Et c’est une réaction en chaîne : A chaque enseignement : Il dira, « Vous avez appris qu’Il a été dit:  Eh bien! moi je vous dis … »  Et ce jour nous entendons : « vous avez entendu qu’il a été dit : « œil pour œil, dent pour dent » Or moi, je vous dis de ne pas résister au méchant… à qui veut te faire un procès et prendre ta tunique, laisse-lui aussi le manteau… A qui te demande, donne, et à qui désire t’emprunter, ne tourne pas le dos…. »

Et c’est sur cette ultime  et dernière marche de l’échelle que Jésus nous dit :

« Vous avez entendu qu’il a été dit : Tu aimeras ton prochain et tu haïras ton ennemi, or moi, je vous dis : Aimez vos ennemis, et priez pour ceux qui vous persécutent » de sorte que vous deveniez fils de votre Père qui est aux cieux ».

Jésus nous redit des choses évidentes : aimez ceux qui nous aiment, c’est normal… saluez nos frères seulement, tous nous le faisons, mais aimez ceux et celles qui nous font du tort, qui agissent contre nous et leur vouloir du bien, alors là, c’est bien le summum de l’Amour ! C’est bien à cela que nous sommes appelés et nous sommes souvent loin de ce « parfait comme votre Père céleste est parfait ».

Jésus le pédagogue, lui qui a vécu tout au long de sa vie cette miséricorde, cet amour jusqu’à la donner, sa vie pour nous, pour tous les humains.

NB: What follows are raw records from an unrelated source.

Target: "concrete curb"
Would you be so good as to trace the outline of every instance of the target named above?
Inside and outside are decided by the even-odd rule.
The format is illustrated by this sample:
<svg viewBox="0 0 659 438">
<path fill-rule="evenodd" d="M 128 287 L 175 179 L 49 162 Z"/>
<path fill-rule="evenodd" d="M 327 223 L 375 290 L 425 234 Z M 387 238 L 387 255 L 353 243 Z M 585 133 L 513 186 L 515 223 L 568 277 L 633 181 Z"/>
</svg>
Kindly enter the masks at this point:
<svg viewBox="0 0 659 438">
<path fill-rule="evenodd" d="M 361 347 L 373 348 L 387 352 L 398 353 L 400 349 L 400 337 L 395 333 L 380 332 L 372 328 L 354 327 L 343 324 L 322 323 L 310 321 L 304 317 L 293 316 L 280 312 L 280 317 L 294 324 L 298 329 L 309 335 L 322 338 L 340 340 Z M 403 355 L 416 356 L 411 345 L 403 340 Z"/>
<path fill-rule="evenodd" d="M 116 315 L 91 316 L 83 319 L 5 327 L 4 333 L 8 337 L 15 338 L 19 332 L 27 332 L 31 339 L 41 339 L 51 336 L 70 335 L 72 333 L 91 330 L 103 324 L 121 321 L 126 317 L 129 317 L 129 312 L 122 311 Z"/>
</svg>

Lui qui nous donne son Esprit pour que nous dépassions nos limites. Avec sa grâce, son amour c’est possible d’aller plus loin… Nous avons un Dieu exigeant, mais Il croit en nous, Il veut notre bonheur, notre réussite, et tellement proche de nous.

Quel beau passage de Bonne Nouvelle que nous présente Mathieu. Il peut déjà nous préparer à entrer en cette nouvelle période du Carême, oui, essayons de nous imprégner des Béatitudes, de tout cet enseignement sur l’Amour, le Pardon, la Miséricorde !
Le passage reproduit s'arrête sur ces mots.